Was ist dein Lieblingselement/Objekt im Raum?
Ich mag alle Möbel gerne, ist es doch auch immer mit etwas Bauchweh verbunden aus Prospekten und Datenblättern Neues auszusuchen ohne zuvor die Möglichkeit des darauf Sitzens oder Begreifens von Material gehabt zu haben. Besonders ansprechend finde ich den alten Holzdrehstuhl von Sedus aus der Schweiz der 40er Jahre und die Iittala Lampe auf der Anrichte, die beide nur über das Internet bestellbar waren. Ich bin glücklich, wenn sich am Ende die Gegenstände gut einfügen und zusammenpassen.
Wie viel bringt man als Designer*in von seinem eigenen persönlichen Wohnstil mit, oder löst man sich irgendwann komplett davon?
Als studierte Bühnen- und Kostümbildnerin wird man darauf getrimmt, sämtliche Stile nachempfinden zu können. Wichtig finde ich mit dem Bestand sorgfältig umzugehen und ausgiebig zu recherchieren. Die persönliche Handschrift drückt sich in guten Formen, Proportionen, Materialien, überlegten Detaillösungen und Farbabstimmungen aus und lässt sich, denke ich, auch erspüren. Ja, etwas sehr Persönliches habe ich schon eingebracht.
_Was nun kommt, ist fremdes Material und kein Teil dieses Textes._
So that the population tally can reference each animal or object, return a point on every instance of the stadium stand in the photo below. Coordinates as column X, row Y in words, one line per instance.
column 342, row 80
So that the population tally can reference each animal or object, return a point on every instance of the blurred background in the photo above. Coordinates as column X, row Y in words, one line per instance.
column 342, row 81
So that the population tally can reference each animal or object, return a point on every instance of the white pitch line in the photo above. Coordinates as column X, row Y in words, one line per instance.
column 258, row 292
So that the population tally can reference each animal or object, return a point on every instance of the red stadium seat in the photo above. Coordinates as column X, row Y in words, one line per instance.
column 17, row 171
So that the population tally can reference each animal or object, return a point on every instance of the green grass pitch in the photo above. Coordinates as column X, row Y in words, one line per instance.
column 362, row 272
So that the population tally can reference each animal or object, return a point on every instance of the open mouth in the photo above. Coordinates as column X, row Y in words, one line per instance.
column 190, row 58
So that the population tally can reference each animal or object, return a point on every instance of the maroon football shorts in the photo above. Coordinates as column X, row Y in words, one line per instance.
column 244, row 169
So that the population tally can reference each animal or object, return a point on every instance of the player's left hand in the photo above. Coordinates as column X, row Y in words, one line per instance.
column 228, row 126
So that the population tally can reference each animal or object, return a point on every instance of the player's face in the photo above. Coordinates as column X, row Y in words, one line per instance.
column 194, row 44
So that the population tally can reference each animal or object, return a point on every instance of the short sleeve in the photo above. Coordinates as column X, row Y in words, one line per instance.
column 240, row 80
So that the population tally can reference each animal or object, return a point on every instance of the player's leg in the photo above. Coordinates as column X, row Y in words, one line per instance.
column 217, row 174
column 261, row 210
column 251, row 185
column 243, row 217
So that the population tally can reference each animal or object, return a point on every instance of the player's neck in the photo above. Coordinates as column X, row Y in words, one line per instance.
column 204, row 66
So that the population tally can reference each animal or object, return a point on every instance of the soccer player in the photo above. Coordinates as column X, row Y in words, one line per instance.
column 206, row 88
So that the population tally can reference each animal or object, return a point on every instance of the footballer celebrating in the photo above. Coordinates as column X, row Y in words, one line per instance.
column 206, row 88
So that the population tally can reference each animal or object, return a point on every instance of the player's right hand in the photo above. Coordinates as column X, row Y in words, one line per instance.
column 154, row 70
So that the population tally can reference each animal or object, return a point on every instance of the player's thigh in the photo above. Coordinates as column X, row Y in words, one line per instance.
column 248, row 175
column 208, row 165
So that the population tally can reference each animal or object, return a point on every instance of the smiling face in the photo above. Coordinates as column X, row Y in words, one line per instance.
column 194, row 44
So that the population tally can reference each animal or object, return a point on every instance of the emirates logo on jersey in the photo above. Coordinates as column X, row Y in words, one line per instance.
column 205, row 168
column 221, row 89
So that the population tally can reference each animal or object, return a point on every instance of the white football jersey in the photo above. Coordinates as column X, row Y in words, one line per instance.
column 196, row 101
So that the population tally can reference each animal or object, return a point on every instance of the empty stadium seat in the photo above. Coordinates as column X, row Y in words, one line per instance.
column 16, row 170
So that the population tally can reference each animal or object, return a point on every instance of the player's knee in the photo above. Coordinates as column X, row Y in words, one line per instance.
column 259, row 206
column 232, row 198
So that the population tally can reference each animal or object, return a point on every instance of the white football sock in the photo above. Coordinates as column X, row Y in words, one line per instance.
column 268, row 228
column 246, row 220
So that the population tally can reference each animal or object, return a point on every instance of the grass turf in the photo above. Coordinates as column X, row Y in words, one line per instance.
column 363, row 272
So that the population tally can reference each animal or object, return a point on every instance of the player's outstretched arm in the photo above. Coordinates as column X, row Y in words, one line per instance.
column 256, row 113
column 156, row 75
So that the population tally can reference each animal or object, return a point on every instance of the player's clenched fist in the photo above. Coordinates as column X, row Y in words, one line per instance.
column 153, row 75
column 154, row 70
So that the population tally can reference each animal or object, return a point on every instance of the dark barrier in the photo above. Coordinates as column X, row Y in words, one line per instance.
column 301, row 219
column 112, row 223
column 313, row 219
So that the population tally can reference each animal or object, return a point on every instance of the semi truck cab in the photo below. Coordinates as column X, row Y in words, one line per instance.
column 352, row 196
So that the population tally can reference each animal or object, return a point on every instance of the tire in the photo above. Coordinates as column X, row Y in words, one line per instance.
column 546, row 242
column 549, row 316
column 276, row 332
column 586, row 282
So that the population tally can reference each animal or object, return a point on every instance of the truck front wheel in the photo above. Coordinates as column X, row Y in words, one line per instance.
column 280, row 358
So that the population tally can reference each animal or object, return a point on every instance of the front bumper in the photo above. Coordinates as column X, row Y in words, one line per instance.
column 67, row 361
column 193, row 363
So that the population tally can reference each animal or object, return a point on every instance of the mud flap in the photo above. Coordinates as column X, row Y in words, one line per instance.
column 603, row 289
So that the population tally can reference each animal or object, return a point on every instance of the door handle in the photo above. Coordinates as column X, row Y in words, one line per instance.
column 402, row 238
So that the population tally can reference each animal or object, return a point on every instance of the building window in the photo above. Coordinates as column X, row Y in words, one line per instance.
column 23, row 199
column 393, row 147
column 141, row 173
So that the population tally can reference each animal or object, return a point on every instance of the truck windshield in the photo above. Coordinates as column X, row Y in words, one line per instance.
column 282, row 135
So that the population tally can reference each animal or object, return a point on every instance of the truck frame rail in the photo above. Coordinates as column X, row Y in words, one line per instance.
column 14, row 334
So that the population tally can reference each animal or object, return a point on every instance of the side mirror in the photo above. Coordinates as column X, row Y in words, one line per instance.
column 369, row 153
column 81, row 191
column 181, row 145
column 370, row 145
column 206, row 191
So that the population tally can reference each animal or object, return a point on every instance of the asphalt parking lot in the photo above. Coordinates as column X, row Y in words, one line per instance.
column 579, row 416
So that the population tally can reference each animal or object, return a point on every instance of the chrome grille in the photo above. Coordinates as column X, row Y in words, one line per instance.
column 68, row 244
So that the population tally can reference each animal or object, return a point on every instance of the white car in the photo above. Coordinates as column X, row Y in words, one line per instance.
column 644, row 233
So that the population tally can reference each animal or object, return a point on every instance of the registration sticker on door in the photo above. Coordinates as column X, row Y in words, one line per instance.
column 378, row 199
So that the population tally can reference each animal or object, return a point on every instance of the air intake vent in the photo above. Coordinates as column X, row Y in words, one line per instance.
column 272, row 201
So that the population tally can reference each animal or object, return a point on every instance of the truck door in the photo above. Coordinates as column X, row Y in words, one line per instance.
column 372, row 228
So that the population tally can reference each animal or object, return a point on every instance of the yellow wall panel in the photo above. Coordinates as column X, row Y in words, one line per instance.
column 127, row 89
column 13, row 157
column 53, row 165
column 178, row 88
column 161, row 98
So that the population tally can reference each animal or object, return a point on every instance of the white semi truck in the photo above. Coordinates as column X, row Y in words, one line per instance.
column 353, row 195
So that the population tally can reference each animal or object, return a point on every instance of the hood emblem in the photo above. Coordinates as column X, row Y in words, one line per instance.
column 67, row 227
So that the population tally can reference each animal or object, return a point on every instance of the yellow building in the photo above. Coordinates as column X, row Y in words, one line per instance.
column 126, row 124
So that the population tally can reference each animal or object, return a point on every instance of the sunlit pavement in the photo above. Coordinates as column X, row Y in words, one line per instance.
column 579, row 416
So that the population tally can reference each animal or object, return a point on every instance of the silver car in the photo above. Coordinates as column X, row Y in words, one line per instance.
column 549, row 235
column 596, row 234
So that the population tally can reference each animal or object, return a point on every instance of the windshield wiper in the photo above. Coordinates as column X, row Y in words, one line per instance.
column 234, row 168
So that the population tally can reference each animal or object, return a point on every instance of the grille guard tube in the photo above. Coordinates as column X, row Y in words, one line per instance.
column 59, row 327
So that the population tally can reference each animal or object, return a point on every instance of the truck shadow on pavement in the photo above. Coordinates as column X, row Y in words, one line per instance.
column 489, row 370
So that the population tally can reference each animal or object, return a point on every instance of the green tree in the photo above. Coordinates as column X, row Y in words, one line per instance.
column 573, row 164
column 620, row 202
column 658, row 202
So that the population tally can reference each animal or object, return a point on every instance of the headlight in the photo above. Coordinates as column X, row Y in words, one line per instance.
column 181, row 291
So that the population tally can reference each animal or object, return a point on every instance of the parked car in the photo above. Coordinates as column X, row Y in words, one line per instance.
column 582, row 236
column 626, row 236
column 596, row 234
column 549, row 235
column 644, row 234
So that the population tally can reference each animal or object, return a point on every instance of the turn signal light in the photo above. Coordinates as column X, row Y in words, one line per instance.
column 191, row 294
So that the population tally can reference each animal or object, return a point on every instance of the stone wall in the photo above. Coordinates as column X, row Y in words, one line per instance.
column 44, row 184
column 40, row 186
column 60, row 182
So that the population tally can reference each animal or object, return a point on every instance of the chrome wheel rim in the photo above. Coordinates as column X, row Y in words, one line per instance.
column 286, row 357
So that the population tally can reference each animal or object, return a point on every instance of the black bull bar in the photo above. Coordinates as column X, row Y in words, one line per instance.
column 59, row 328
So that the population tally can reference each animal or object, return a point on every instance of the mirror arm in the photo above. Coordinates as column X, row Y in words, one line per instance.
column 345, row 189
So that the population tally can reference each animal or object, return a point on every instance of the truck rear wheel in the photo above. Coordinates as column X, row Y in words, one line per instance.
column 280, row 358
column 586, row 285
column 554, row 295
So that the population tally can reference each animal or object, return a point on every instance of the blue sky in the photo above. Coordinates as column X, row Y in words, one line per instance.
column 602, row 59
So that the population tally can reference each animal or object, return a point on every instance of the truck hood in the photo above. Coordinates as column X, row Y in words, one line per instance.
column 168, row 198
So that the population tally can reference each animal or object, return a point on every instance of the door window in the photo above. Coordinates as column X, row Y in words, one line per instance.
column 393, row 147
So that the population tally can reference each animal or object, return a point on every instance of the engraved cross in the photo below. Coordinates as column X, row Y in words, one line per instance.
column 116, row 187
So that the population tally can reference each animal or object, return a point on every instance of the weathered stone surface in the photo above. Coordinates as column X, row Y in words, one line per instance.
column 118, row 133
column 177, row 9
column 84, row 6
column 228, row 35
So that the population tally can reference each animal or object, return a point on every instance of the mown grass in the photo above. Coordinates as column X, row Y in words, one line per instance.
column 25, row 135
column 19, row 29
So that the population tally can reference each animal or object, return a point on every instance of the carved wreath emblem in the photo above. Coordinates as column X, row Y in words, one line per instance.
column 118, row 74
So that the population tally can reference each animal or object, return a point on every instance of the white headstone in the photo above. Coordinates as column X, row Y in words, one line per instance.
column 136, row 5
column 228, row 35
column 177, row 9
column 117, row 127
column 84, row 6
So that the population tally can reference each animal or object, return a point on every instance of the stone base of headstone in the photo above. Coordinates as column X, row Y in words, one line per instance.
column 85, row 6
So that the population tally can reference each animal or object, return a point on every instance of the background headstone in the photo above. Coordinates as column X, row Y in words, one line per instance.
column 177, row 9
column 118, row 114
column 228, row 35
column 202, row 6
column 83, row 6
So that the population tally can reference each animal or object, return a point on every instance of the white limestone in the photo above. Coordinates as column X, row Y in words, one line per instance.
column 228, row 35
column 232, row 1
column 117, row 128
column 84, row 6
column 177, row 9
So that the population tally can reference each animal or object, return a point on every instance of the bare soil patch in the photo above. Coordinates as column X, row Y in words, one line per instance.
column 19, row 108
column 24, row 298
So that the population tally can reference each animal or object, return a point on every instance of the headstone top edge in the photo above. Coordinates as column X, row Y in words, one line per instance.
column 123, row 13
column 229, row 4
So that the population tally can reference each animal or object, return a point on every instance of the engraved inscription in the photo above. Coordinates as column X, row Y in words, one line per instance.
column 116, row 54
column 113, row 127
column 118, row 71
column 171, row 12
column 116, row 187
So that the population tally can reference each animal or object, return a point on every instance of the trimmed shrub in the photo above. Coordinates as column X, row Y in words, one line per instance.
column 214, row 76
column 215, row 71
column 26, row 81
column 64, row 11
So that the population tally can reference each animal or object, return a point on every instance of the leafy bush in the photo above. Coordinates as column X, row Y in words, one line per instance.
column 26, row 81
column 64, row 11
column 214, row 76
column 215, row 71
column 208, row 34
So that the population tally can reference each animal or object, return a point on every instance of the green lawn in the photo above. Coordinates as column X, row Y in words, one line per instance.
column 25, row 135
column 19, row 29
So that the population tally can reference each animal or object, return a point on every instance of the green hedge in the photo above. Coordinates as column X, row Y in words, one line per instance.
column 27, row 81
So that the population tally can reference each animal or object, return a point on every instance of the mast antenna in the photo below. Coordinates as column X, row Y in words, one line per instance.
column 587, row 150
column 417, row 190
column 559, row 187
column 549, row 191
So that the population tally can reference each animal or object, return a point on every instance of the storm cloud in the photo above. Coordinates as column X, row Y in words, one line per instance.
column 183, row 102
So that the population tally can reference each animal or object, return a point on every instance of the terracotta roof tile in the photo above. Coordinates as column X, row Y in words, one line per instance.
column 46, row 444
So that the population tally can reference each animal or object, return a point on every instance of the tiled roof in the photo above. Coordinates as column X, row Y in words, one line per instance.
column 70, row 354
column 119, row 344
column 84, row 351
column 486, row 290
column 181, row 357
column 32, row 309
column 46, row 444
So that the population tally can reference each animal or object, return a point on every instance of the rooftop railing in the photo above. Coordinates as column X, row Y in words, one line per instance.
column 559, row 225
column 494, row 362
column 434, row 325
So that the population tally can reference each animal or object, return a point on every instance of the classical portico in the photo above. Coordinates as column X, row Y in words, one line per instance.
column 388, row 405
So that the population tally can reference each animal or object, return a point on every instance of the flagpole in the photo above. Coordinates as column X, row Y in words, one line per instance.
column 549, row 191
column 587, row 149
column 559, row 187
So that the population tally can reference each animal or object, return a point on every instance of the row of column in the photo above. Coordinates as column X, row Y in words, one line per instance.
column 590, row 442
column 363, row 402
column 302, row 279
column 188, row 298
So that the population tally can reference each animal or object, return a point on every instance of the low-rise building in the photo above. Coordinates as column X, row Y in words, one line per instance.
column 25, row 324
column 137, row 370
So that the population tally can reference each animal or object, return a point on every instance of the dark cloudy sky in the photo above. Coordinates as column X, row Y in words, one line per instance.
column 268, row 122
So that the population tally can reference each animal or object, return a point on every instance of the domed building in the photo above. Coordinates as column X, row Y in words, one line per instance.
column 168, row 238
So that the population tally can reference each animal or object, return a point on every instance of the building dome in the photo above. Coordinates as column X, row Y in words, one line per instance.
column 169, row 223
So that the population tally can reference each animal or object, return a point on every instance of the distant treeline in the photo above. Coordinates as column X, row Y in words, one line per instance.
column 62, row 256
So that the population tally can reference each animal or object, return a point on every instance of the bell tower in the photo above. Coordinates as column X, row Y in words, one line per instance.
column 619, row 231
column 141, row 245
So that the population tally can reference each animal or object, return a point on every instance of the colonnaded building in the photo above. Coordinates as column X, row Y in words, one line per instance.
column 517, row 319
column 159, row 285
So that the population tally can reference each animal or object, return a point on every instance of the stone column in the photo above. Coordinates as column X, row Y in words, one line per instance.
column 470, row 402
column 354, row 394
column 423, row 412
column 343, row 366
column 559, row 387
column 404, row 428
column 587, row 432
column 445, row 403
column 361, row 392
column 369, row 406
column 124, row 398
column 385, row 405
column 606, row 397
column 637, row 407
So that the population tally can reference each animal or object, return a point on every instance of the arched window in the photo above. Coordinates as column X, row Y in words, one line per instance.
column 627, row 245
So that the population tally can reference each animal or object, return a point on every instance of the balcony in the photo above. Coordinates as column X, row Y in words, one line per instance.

Als Kind habe ich eine heiß geliebte Ausgabe der griechischen Sagen von Gustav Schwab geschenkt bekommen mit den wunderbaren Zeichnungen von John Flaxmann, diese sind auch im Teppich im Bereich der Liege zu finden.
Wie soll sich der Gast in deiner Suite fühlen? Wen siehst du da drinnen?
Pragmatisch gesehen soll sich ein Gast sofort einfühlen können, weil er unkompliziert alles vorfindet was er braucht. Bei gutem Licht lesen und arbeiten, entspannen und gut schlafen können ist ja selbstverständlich. Ich wünsche mir ihn aber auch als neugierigen Gast, der sich Gedanken über die sichtbaren Zeichen der Gestaltung macht, vielleicht auf der Liege durch die Figurenmuster sich anregen lässt und ungewöhnlichen Gedanken nachhängt.
Aber er darf sich auch fragen wie die Psychoanalyse von Wien aus die Welt beeinflusst hat und welche Auswirkungen das hatte. Etwa am Beispiel von Freuds Neffen Edward Bernays. Von ihm stammt der Satz: „Wenn wir den Mechanismus und die Motive des Gruppendenkens verstehen, wird es möglich sein, die Massen, ohne deren Wissen, nach unserem Willen zu kontrollieren und zu steuern.“
Er ist sozusagen der Erfinder der Public Relation, arbeitete u.a. für die American Tobacco Company wobei er den Umsatz verdoppelte indem er Frauen als Tabakkonsumentinnen ansprach. Aber einfach nur tagträumen ist auch in Ordnung.
Bist du selbst oft in Hotels unterwegs? Welche Ansprüche hast du an ein Hotelzimmer?
Ich reise gerne und bin neugierig auf neue Hotelkonzepte und den dazugehörenden Narrativen. Daher sitze ich am liebsten mit Eurem Vater beim Frühstück und lasse mir von ihm schildern, was alles an neuen Errungenschaften zwischen Architektur, Design es gibt und welche neuen Hotels er auf seinen vielen Reisen gesehen und ausprobiert hat.
Meine Ansprüche sind einfach, ich lasse mich gern überraschen, hab‘s gern persönlich, ohne Lobby, und liebe es beim Verlassen eines Hotels gleich mitten im Geschehen zu sein..
Dein Fazit?
Wenn den Gästen das Zimmer lieb wird und ihr zufrieden seid, so freut es mich. Dankbar bin ich auch für die Zusammenarbeit mit euren Mitarbeiter*innen und Handwerker*innen, die das Hotel ja bereits gut kennen. Viele Pläne und Muster wurden zwischen Wien und Salzburg hin und hergeschickt um von allen begutachtet werden zu können. Dafür und die terminliche Abwicklung ein besonderes Dankeschön an Barbara.